Province of Balochistan v Tethyan Copper Company PTY Ltd 2020 EWHC 938 Comm - 21 April 2020
Country
Year
2020
Summary
(A) INTRODUCTION
1. The Claimant ("POB") applies for non-standard directions in its arbitration claim commenced on 5 August 2019, which comprises applications pursuant to sections 67 and 68 of the Arbitration Act 1996 in respect of an ICC partial award dated 8 July 2019 ("the Award"). POB seeks to contend that the ICC tribunal lacked jurisdiction because the contract containing the arbitration agreement was void for a number of reasons, one of which is that it was allegedly procured by corruption. POB also alleges serious procedural irregularity in a number of respects.

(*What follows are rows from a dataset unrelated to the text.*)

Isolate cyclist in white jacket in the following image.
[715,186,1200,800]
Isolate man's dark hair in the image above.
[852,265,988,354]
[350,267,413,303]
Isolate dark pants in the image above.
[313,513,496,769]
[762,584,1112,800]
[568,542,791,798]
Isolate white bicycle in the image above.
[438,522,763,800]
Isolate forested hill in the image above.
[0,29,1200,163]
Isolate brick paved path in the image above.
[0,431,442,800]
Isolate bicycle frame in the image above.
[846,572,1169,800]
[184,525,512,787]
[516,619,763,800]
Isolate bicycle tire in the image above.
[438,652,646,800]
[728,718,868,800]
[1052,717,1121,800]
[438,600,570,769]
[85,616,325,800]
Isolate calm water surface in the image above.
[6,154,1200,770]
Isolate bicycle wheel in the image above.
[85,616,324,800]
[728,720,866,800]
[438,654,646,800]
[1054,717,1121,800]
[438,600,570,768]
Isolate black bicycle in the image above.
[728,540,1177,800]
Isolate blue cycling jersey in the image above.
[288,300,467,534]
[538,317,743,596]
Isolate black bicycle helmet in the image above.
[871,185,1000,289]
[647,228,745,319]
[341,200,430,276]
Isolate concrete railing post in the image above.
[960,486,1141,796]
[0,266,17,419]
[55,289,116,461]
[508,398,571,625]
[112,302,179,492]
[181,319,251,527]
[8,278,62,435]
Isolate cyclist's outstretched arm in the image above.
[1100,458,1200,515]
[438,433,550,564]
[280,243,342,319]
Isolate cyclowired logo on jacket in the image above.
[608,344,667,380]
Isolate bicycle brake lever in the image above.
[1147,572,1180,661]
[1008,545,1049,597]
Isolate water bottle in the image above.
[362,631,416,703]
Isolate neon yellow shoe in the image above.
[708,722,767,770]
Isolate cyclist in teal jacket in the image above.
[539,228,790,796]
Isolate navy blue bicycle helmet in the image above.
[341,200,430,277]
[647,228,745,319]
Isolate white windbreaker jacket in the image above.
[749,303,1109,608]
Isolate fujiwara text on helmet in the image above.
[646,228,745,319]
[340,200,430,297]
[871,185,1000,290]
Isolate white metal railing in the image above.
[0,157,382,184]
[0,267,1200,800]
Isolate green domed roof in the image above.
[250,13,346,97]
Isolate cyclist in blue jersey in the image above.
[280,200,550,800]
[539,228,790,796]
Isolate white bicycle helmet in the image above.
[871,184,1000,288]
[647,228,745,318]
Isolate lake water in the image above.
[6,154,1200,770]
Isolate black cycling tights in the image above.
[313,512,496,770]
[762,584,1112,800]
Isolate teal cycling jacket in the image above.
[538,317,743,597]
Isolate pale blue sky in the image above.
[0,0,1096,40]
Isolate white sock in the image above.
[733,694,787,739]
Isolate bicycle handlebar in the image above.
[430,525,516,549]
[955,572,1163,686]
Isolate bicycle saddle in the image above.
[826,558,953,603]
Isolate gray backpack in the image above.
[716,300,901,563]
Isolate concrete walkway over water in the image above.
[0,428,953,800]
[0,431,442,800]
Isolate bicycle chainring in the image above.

2. In the underlying ICC arbitration (which has not yet concluded but has been stayed pending the present claim), the Defendant to the present claim ("TCC"), an Australian mining company, brings claims against POB, a province of the Islamic Republic of Pakistan ("Pakistan"), arising out of a mining joint venture. More specifically, the claims arise out of a contract known as the Chagai Hills Exploration Joint Venture Agreement ("the CHEJVA") dated 29 July 1993 and governed by the law of Pakistan.
3. The standard directions for arbitration claims, based on the Part 8 procedure, are contained in §§ 6.2-6.7 of CPR PD 62. The non-standard directions which POB seeks are:
i) an order that the parties exchange statements of case;
ii) an order that a CMC be held following the close of pleadings; and
iii) an order bifurcating the claim so that the section 67 application is determined prior to the section 68 application.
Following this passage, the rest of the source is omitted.